The two men agreed to meet later that day at the Depot, where Bahr, wearing a bandana to hide his face, pulled out a stolen handgun and shot Peterson to death.

“He ambushed Zacheriah Peterson. He thought he was going there for a confrontation, a fistfight at most,” Deputy Ada County Prosecutor Heather Reilly said. “The defendant had no intention of fighting or confronting verbally Zacheriah Peterson. He went there to kill him and he did.”

Peterson’s mother, Rhonda Blanton, said prosecutors had offered Bahr a deal before trial that would have resulted in a sentence of 25 years to life, but he rejected it.

“In doing so, he literally dragged myself and my family through hell,” Blanton told Owen.

That bullet that hit my brother’s heart also destroyed the hearts of me and my family.

Judy Hunter, sister of Zacheriah Peterson

Peterson’s father, Troy Peterson, said he lost an older son 20 years ago and the loss never gets any easier.

“How can any decision made be considered fair or just? The defendant, he still has his eyes to see, ears to hear, hands to touch, a voice to be heard, and, of course, memories to be made,” Troy Peterson said. “I pray one day that the God I serve will give me the ability to forgive you and turn my anger into humble kindness.”

In addition to the murder charge, Bahr was convicted of felony grand theft in stealing the gun from his mother’s boyfriend, and of misdemeanor petit theft.

Reilly sought a minimum sentence of 40 years, while defense attorney Brian Marks asked that his client be given a sentence of 10 years to life.

Marks said his client understood that no matter the sentence, Peterson’s family would not be satisfied.

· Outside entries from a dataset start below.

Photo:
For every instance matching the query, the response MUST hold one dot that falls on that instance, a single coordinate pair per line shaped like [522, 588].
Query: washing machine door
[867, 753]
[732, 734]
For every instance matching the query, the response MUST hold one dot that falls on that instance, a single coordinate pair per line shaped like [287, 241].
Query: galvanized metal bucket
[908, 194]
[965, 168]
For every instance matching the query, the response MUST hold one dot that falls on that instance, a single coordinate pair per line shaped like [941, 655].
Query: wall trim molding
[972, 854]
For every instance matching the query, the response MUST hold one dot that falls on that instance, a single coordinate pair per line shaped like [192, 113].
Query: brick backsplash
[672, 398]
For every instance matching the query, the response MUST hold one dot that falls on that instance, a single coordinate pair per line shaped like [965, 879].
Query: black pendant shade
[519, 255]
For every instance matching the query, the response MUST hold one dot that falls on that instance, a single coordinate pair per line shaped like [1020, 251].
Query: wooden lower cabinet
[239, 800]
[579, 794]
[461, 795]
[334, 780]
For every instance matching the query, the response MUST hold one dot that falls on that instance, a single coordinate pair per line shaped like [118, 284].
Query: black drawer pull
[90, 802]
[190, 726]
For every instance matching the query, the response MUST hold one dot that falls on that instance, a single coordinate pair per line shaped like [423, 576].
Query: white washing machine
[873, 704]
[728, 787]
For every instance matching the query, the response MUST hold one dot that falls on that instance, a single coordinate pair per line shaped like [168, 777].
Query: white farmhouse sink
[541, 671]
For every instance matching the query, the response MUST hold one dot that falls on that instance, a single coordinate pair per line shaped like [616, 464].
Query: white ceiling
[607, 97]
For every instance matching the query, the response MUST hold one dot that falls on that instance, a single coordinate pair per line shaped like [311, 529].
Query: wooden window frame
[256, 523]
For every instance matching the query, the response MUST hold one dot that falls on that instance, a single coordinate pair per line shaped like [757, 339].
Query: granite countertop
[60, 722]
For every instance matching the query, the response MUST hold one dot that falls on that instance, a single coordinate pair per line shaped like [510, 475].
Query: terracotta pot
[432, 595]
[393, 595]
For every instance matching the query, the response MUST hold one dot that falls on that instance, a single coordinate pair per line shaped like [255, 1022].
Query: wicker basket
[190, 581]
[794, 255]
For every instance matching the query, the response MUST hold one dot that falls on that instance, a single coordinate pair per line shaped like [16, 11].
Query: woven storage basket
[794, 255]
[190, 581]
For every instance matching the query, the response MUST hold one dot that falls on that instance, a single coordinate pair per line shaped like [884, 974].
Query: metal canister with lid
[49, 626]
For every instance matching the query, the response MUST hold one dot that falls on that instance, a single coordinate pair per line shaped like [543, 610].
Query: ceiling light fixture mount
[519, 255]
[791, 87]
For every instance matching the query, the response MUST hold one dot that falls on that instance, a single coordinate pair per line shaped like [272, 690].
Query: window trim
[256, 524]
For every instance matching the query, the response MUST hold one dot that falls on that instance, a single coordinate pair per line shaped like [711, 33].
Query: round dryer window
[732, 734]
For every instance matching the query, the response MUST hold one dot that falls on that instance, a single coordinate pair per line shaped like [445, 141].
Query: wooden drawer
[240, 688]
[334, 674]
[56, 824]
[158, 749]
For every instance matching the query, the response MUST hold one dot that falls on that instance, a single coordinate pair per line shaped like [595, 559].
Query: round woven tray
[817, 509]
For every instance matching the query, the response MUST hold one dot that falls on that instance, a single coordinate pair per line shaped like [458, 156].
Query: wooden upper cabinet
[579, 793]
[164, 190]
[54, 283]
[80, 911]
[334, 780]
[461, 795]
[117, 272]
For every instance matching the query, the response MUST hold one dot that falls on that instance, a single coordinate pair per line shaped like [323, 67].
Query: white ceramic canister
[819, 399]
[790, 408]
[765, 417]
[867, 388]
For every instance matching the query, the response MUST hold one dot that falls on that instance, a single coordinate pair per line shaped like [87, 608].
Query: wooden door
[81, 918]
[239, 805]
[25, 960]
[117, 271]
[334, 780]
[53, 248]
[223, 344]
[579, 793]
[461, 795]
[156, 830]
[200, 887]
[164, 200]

He told Owen that Bahr said if he was in their shoes, he would feel the same way.

“If you have an individual who is able to place himself in the shoes of the victim’s family and understand where they’re coming from and acknowledge their hate and the distraction he has caused on their family, a 40-year prison sentence is not necessary,” Marks said.

Bahr apologized for taking away a “young man who didn’t need to die.” He said he was sorry.

“I wish I could take it back. I wish it wouldn’t have happened. But I know I can’t,” Bahr said. “I feel remorse every day of my life.”